Can attorney fees be claimed by a non-attorney of record? That is, in a motion for attorney fees where the attorney of record claims one rate for attorney fees, can another sole practitioner attorney who is not the attorney of record, or part of the attorney of record's office, also claim attorney fees (particularly at a higher rate than the attorney of record)? To me it seems that in order to claim attorney fees that the attorney has to be the attorney of record or associated with the attorney of record's office and/or have signed a retainer with the client consenting to pay a higher rate than charged by the attorney of record - right? Citations would be useful! Thanks!

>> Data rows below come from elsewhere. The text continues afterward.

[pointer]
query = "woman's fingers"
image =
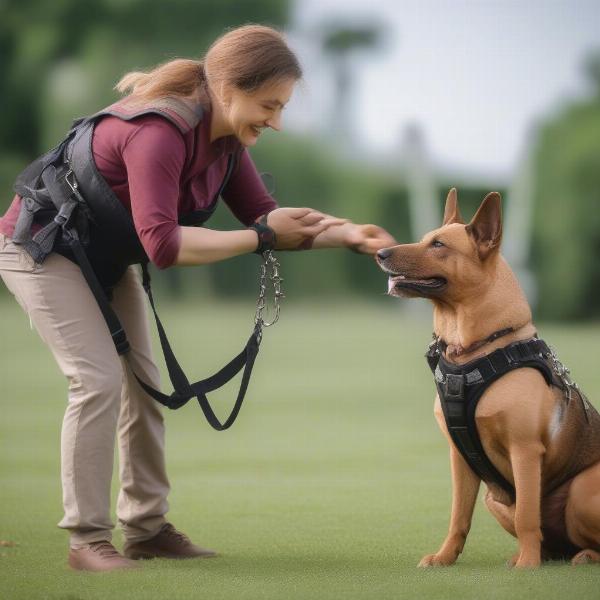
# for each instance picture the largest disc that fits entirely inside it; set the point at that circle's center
(314, 230)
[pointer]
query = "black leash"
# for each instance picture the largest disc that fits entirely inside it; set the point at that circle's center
(183, 389)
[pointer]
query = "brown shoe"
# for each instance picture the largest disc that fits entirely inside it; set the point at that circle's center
(98, 556)
(167, 543)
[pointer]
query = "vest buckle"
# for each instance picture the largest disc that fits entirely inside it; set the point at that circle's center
(454, 387)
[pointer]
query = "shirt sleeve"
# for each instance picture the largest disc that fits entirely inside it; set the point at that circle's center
(245, 193)
(154, 157)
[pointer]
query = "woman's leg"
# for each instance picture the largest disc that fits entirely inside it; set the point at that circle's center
(142, 501)
(65, 314)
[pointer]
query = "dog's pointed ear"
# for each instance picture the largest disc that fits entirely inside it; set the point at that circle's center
(486, 226)
(451, 212)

In other words, wouldn't the non-attorney of record have to collect any fees he/she feels they are owed, directly from the attorney of record, since the non-attorney of record does not have a contract with the "client"? Rules of Professional Conduct 2-200: A) A member shall not divide a fee for legal services with a lawyer who is not a partner of, associate of, or shareholder with the member unless: (1) The client has consented in writing thereto after a full disclosure has been made in writing that a division of fees will be made and the terms of such division; and (2) The total fee charged by all lawyers is not increased solely by reason of the provision for division of fees and is not unconscionable as that term is defined in rule 4-200. ROPC 4-200. Fees for Legal Services: (A) A member shall not enter into an agreement for, charge, or collect an illegal or unconscionable fee, partly determined by (11) The informed consent of the client to the fee.

Attorney Answers 3


  1. They may be able to get some attorney fees if they can show the attorney helped them.


  2. While your theory has some logic, that is not the law. The non-attorney of record's fees is a factor. If you want citations, you should retain an attorney to help you to help get you out of this.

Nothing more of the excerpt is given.